Nouveau diagnostic de performance énergétique (DPE) pour les centres commerciaux existants proposés à la vente ou à la location en France métropolitaine (arrêté du 18 avril 2012, JORF n°0101 du 28 avril 2012 page 7610)
L’arrêté du 18 avril 2012 relatif au diagnostic de performance énergétique (DPE) pour les centres commerciaux existants proposés à la vente ou à la location en France métropolitaine instaure de nouvelles règles concernant l'élaboration du DPE pour les centres commerciaux.
Bail commercial : validité (sous condition) de l'indexation du loyer en fonction d'un indice de base ou indice de référence
Dès lors qu’il n’est pas démontré que l'application d'un indice de référence fixe a pu conduire lors des indexations successives à une quelconque distorsion entre variation indiciaire et durée s'écoulant entre deux révisions, la clause de référence de l'indice servant de base à l'indexation ne peut être réputée non écrite sur le fondement de l’article L. 112-1 du Code monétaire et financier (CA Paris, pôle 5, chambre 3, 4 avril 2012, n° 10/23391, SA ICADE, venant aux droits de la SIICINVEST c/ SARL WESTERN CORPORATION).
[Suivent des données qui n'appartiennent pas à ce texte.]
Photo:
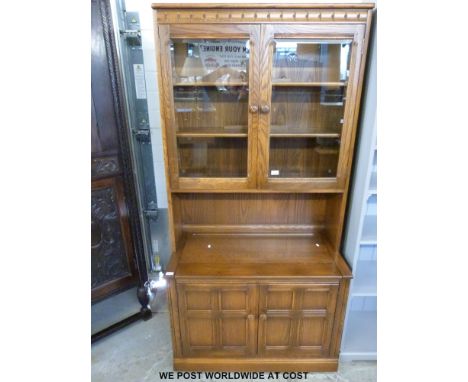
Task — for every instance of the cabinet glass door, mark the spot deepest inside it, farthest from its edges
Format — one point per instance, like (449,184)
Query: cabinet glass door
(306,114)
(210,97)
(308,98)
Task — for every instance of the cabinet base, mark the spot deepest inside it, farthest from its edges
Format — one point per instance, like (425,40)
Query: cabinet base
(256,364)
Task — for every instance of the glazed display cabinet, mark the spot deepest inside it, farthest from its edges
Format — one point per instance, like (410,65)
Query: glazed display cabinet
(259,105)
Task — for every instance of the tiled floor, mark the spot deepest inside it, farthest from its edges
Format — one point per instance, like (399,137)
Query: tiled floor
(140,351)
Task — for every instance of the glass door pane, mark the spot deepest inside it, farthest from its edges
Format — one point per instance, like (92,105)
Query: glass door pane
(309,81)
(211,91)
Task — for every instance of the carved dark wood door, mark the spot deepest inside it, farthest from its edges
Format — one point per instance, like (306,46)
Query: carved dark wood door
(113,263)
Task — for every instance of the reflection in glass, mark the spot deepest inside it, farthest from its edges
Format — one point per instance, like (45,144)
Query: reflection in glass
(299,157)
(311,61)
(211,95)
(309,82)
(212,157)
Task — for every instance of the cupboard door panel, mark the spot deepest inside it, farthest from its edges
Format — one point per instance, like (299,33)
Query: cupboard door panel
(201,332)
(217,320)
(296,319)
(278,332)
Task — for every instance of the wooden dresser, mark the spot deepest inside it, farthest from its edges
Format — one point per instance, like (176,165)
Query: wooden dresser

Bail commercial : indexation et indice de référence
L'application d'un indice de base ou de référence fixe dans le cadre d'une clause d'indexation ne saurait en soi permettre de considérer ipso facto comme non écrite la clause de référence à un indice fixe dès lors qu'en présence d'un blocage des loyers, le législateur peut en préciser les effets dans le temps. En présence d'une modification du prix du loyer, les parties doivent adapter le contrat en prévoyant la référence à un nouvel indice de base ou de référence de façon à éviter toute distorsion prohibée par l'article L. 112-1 du Code monétaire et financier entre période de variation indiciaire/durée entre deux révisions, et pouvant conduire à gommer les effets de la modification du loyer survenue au cours du bail (CA Paris, 5, 3, 04-04-2012, n° 10/13623, SAS LYS VENDOME c/ S.A. SWISSLIFE BANQUE PRIVEE) (voir également CA Paris, pôle 5, chambre 3, 04-04-2012, n° 10/23391, SA ICADE, venant aux droits de la SIICINVEST c/ SARL WESTERN CORPORATION)
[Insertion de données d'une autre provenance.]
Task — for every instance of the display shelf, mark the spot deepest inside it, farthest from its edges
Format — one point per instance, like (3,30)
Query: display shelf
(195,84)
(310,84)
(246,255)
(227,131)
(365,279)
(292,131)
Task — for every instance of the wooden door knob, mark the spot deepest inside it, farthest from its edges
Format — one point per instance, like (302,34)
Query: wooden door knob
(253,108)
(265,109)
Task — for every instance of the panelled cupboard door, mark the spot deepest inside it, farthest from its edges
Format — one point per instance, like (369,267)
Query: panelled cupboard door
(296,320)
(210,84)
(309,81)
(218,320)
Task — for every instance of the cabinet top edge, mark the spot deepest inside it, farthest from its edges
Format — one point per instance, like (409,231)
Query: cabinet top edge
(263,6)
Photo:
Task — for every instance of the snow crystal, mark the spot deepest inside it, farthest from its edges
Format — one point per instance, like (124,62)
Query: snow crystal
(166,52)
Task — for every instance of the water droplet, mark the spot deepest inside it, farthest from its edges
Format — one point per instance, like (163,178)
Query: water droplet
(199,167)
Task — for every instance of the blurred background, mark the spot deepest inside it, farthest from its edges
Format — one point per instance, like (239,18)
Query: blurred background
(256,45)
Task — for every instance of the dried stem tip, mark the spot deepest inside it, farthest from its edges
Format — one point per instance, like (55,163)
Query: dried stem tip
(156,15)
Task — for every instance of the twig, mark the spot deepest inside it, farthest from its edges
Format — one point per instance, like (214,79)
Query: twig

Droit de préemption des communes sur les fonds artisanaux, fonds de commerce et baux commerciaux et loi n° 2012-387 du 22 mars 2012 relative à la simplification du droit et à l’allègement des démarches administratives
Le délai, dans lequel une commune, qui a préempté un fonds artisanal, un fonds de commerce, un bail commercial ou un terrain situé dans un périmètre de sauvegarde du commerce et de l'artisanat de proximité, doit rétrocéder ce bien est désormais de deux années. Pendant ce délai, la commune peut mettre le fonds en location-gérance dans les conditions prévues aux articles L. 144-1 à L. 144-13 du Code de commerce (loi n° 2012-387 du 22 mars 2012, relative à la simplification du droit et à l'allégement des démarches administratives, article 4 et 5).